Square both equations:

$[x\sin(A)\;+\;y\cos(A)]^2 \;=\;R^2 \quad \Rightarrow$ . . $x^2\sin^2(A)\;+\;2xy\sin(A)\cos(A)\;+\;y^2\cos^2(A ) \;=\;R^2$

$[x\cos(A)\;-\;y\sin(A)]^2\;=\;Q^2 \quad\Rightarrow$ . . $x^2\cos^2(A)\;-\;2xy\sin(A)\cos(A)\;+\;y^2\sin^2(A) \;=\;Q^2$

Add the equations: . $x^2\!\cdot\!\underbrace{\left[\sin^2(A) + \cos^2(A)\right]}_{\text{This is 1}} +\: y^2\!\cdot\!\underbrace{\left[\sin^2(A) + \cos^2(A)\right])}_{\text{This is 1}} \;=\;R^2+Q^2$

Therefore: . $x^2 + y^2 \;=\;R^2+Q^2$

3. Wow that was brilliant. I understand it, but how did (would) you ever think of adding both equations, unless you wrote them above each other and realised that it would 'work out' nicely?

4. Hello again, white_cap!

It's one of those thing we learn to watch for.

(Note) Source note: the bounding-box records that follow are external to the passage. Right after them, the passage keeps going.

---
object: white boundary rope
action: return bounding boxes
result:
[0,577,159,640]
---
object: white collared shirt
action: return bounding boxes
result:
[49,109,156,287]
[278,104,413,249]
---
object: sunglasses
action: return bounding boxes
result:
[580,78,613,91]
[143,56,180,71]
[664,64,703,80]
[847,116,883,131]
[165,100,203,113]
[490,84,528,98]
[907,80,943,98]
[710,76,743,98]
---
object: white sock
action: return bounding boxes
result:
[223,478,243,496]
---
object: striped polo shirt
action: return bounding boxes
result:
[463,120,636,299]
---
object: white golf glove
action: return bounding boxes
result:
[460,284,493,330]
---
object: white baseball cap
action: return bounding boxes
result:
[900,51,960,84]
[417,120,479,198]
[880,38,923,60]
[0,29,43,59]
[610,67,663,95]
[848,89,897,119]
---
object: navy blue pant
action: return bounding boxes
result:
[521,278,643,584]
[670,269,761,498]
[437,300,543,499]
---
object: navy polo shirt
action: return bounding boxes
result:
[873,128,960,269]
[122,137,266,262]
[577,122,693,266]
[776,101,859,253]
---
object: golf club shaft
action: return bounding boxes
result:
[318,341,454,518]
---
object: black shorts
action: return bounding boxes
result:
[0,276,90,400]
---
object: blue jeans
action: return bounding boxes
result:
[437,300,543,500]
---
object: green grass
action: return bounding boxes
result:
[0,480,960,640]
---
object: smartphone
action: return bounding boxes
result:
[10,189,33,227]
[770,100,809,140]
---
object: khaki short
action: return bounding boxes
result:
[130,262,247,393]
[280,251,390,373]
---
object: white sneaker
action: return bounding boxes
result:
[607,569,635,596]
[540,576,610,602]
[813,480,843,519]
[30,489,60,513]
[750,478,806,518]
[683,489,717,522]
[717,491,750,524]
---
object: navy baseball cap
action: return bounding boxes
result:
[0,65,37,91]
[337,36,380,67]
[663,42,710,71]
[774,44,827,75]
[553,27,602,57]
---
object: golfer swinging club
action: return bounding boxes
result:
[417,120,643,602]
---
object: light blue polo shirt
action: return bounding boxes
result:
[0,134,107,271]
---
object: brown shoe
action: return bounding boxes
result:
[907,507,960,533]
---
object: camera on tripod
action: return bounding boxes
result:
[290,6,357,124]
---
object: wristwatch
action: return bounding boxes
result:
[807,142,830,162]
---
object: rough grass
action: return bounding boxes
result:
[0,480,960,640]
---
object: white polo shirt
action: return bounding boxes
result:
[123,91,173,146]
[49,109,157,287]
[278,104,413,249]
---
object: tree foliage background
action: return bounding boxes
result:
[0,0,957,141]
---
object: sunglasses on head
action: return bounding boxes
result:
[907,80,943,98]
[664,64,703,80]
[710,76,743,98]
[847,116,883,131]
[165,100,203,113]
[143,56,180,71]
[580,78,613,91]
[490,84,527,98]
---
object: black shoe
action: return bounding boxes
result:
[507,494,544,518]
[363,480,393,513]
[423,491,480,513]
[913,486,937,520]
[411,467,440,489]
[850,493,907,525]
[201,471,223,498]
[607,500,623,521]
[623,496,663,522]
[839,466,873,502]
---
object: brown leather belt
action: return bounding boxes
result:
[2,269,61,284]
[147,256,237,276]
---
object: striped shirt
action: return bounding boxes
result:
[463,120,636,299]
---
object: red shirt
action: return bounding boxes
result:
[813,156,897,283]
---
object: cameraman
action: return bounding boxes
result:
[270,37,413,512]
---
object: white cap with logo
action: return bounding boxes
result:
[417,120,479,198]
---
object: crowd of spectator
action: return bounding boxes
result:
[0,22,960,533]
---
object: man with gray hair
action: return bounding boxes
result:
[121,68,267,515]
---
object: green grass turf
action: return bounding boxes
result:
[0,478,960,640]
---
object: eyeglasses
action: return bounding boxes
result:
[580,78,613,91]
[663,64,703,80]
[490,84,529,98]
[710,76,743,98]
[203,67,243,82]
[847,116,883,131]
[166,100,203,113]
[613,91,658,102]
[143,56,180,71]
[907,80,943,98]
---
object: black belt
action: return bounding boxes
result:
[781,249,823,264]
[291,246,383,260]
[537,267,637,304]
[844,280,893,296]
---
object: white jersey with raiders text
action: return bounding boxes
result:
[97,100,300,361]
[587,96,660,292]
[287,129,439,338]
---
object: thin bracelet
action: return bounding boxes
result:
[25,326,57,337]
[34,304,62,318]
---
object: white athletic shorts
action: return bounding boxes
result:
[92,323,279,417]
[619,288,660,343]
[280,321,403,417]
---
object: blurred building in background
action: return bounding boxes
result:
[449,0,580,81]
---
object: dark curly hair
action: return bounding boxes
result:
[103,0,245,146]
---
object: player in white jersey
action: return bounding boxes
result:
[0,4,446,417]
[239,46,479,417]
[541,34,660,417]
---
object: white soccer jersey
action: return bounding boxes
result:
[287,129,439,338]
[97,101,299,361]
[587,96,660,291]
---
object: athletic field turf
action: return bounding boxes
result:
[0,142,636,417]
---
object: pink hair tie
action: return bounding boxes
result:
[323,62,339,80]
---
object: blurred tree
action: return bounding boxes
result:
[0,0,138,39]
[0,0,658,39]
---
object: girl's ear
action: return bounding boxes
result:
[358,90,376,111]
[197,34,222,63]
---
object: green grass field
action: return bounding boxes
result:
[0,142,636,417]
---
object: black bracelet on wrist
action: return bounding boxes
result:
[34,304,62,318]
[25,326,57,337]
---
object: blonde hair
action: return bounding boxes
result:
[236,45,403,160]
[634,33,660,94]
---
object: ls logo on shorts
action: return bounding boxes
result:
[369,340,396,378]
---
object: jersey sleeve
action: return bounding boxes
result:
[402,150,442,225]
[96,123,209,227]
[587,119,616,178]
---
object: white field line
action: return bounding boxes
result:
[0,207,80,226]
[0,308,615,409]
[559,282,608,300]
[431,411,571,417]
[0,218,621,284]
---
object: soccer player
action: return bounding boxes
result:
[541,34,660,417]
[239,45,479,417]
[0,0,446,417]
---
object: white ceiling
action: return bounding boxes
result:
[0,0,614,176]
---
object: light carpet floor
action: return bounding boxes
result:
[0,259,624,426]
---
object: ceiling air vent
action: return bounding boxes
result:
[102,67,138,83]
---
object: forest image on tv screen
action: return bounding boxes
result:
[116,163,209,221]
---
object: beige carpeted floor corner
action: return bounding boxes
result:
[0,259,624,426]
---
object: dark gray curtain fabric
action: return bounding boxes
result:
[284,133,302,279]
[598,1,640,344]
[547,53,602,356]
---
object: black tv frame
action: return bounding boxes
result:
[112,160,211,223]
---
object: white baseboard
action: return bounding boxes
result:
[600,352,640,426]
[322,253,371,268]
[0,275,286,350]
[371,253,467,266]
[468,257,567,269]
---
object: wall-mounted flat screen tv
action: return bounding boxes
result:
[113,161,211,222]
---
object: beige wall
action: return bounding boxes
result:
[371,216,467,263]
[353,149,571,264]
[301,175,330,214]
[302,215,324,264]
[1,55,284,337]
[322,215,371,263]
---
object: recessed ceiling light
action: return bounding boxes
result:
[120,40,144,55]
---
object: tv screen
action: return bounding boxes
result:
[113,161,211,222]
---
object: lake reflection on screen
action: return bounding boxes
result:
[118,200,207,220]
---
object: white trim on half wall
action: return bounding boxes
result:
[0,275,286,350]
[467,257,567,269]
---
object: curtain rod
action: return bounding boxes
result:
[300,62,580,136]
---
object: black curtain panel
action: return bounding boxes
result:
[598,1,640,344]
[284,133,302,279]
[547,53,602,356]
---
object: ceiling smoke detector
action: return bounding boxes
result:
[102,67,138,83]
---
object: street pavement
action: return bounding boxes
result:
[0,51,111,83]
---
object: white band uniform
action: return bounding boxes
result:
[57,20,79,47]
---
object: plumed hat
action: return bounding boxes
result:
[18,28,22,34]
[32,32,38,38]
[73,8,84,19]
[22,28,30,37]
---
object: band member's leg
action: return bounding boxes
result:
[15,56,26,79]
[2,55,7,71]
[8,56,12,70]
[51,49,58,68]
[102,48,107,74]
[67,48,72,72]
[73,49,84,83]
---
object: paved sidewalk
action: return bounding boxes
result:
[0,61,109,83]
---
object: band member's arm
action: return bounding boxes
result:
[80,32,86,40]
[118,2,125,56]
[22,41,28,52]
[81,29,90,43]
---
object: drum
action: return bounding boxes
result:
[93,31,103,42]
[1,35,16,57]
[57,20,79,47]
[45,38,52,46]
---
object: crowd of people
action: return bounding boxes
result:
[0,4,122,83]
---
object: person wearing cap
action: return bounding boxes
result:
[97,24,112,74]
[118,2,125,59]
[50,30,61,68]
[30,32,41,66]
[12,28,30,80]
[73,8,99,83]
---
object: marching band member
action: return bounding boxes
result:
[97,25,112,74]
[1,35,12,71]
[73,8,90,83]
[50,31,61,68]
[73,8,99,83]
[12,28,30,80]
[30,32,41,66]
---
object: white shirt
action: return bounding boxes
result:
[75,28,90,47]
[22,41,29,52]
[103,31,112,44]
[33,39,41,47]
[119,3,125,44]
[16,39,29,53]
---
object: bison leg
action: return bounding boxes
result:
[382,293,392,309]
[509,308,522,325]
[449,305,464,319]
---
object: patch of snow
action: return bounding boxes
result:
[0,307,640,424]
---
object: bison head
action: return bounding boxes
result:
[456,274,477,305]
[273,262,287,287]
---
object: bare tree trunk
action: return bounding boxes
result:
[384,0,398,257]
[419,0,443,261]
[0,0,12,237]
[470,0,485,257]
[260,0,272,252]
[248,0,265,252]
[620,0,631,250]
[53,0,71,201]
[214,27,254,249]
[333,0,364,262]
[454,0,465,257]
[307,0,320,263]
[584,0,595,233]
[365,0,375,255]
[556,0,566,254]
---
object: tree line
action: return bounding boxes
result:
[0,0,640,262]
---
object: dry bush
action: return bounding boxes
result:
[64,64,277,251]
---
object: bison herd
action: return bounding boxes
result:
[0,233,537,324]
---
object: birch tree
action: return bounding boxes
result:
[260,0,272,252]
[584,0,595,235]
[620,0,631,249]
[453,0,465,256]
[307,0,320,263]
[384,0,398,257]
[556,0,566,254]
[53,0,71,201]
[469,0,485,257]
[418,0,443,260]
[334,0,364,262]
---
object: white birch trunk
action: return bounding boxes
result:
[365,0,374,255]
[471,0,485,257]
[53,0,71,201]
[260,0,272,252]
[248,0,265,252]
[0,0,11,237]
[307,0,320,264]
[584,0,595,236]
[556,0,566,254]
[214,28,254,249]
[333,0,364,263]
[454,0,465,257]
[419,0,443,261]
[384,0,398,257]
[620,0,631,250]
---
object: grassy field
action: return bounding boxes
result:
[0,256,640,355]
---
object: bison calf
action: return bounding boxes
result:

When I see both $\sin\theta$ and $\cos\theta$, that technique come to mind

It turns up regularly in Parametric Equations.

Example: . $\begin{array}{ccc}x & = & 3\sin\theta \\ y & = & 2\cos\theta\end{array}$

Eliminate the parameter $\theta$.
Get an equation involving $x$ and $y$ (only).

We have: . $\begin{Bmatrix}\dfrac{x}{3} \:=\:\sin\theta \\ \\ \dfrac{y}{2} \:=\:\cos\theta \end{Bmatrix}$
Square the equations: . $\begin{Bmatrix}\dfrac{x^2}{9} \:=\:\sin^2\theta \\ \\ \dfrac{y^2}{4} \:=\:\cos^2\theta \end{Bmatrix}$

Add the equations: . $\frac{x^2}{9} + \frac{y^2}{4} \:=\:\underbrace{\sin^2\theta + \cos^2\theta}_{\text{This is 1}}$

Therefore: . $\frac{x^2}{9} + \frac{y^2}{4} \:=\:1$ . . . . There!